A place where economics, financial markets, and real estate intersect.

Thursday, October 20, 2016

Morning Report: Buying is still a better deal than renting

Vital Statistics:

Last Change
S&P Futures  2135.3 -3.0
Eurostoxx Index 341.6 -2.0
Oil (WTI) 50.7 -0.9
US dollar index 88.0 0.0
10 Year Govt Bond Yield 1.75%
Current Coupon Fannie Mae TBA 103.3
Current Coupon Ginnie Mae TBA 104.2
30 Year Fixed Rate Mortgage 3.57

Stocks are lower this morning after ECB President Mario Draghi said the ECB is not looking at doing more QE after the program ends in March. Bonds and MBS are up.

In economic data this morning, initial jobless claims rose 13k to 260k. Separately, the Bloomberg Consumer Comfort Index fell. The Philly Fed manufacturing index improved in September, but manufacturing has generally been weak across the board as the stronger dollar hurts competitiveness overseas. 

Existing Home Sales rebounded in September to an annualized pace of 5.47% from a downward-revised pace of 5.3 million in August. The median home price was up 5.6% to $234,200. The first time homebuyer represented 34% of all sales, which is a big improvement from the 30% - 32% range it had been stuck in for the past year. Inventory remains tight, however with about 2.05 million homes on the market, which represents a 4.5 month supply. A balanced market is closer to 6.5 months. Distressed sales (foreclosures and short sales) represented 4% of all sales, which is a post-crisis low. Days on market ticked up to 39 days from 36 in August. The increase in the first time homebuyer is definitely good news, and we may finally be seeing the pent-up demand that has been building over the past 10 years finally come to market. 

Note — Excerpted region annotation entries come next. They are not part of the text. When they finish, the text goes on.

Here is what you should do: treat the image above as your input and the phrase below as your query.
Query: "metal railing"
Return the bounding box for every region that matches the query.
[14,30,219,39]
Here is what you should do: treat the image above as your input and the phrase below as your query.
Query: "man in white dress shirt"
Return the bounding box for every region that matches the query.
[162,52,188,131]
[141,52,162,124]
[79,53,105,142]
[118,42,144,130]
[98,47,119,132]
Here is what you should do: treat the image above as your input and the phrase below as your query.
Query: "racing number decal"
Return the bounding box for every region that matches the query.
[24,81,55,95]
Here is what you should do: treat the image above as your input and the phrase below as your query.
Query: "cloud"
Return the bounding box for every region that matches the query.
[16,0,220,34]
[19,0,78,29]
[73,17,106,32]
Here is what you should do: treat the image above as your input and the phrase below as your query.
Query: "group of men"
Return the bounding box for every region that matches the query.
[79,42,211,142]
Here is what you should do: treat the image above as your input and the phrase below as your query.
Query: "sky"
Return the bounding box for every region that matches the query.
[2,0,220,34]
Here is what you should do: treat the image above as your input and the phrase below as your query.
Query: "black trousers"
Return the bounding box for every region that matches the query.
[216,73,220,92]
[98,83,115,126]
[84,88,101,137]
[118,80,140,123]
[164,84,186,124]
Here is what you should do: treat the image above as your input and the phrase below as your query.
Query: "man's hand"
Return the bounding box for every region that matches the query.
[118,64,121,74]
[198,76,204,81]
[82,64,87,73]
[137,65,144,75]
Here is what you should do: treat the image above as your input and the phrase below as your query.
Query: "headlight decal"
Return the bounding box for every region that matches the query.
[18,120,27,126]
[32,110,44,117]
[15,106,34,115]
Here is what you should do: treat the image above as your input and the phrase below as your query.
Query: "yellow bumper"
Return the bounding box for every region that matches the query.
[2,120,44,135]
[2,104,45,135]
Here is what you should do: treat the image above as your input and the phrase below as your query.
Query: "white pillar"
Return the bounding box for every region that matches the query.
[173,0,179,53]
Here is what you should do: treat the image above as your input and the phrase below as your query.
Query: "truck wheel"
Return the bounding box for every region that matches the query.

In spite of all that pent-up demand, housing starts remain anemic given where we are in the economic cycle. Housing construction has been the missing link this whole recession. Note the shaded grey areas on the chart. Those are recessions. See how housing construction historically experienced a sharp rebound after the economy bottomed? We haven't seen that this time around. Some of that was due to an overhang of inventory from the bubble years that needed to be sold, however that adjustment was made by 2011 or so. Since then, tight inventory and rising prices have been the story. The reason why this recovery has been so tepid has been the absence of a robust housing construction market.



Note that Fannie Mae thinks that housing construction will remain muted. In their latest Economic Commentary, they forecast housing starts will grow to about 1.3 million in 2017, which is about 12% higher than their forecast for 2016. The bright spot? SFR will increase to 15% to an annualized pace of 883k. SFR will cannibalize multi-fam going forward as the economy improves and more Millennials go from being renters to being buyers. Speaking of which...

Trulia has a good piece out on the advantages of buying versus renting. Buying a home is 37% cheaper than renting nationally. Naturally, the advantage differs from market to market, but even the worst markets for buying are still 17% cheaper. This assumes the buyer puts down 20% and stays in the house for 7 years. The advantage was as high as 41% in 2012, and got as low as 34% in 2014. Of course this is a moving target as mortgage rates and house prices change. Where are the tipping points to flip the relationship? For home prices, it is a median house price of $468k. For mortgage rates, it is 9.1%.